I think it would be cool to keep the specs similar if possible. If you don't mind it going 35mph to 45mph on surface streets than move forward with the build. Who knows your little motor might be just perfect you all ready have it so why not use it. The worst thing that could happen is you blow it up but its free so why not see what it can do if money savings is the top priority! 

Either way its a win win bro you are taking one more gas guzzler and turning it into something that does not require you to stop by the gas station and fill up or requires you to get DMV air quality testing and can possibly charge up solely by clean energy if you have some PV arrays! 

Best of luck to you Snakub on your build,

GreenHornet


----------



## Snakub (Sep 8, 2008)

Thanks a lot for your reply major I have been really wanting to know about where this motor came from. With all the problems that you have suggested I now think that this motors destined for a dual motor go kart project of mine. But you don't think that the coupler I had planned from surplus center would work? Any suggestion for a series motor that would fit in the engine bay of the 500?


----------



## GREENHORNET (Dec 25, 2012)

One other option you may think about that would definitely work is a PMAC motor. I am just throwing this out as space is a big deal in a small Fiat 500. You could also dual motor these on the cheap for great performance out of a small fiat 500. Fitting 2 of these motors would be a piece of cake. 

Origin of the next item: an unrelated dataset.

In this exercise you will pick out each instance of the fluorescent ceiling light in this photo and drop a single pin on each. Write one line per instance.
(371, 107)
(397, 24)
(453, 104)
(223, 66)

The ME0913 would do the trick on a car this size. The motor has a good weight to power ratio at 35lbs and 12kw/16HP continuous @ 96V. They can be purchased new for under $700.00 if you look around and used you can pick them up pretty cheap. So a dual motor setup could feasably be done for under $1000 used with this option. That would give you a compact 75lb motor combo that could put out 24kw/32HP cont and peak out at 60kw/80HP at 96V  They are Brushless designed so no maintenance on these boys ever. Use a small tranny on them in your conversion and you would be good to go. You would also most likely have superior performance capability than the original ICE version had. 

The controllers suited for these guys would be a Sevcon Gen4 not sure for pricing on these guys but I would estimate them at around $1000 or under model depending. The only drawback to going dual motor on these is you would need 2 controllers they do not play nicely with a single controller configuration. So added controller cost would be needed. However you may be able to find some good used controllers or check around for any DIY ones this is always an option. 

Specs: http://www.motenergy.com/me0913.html


----------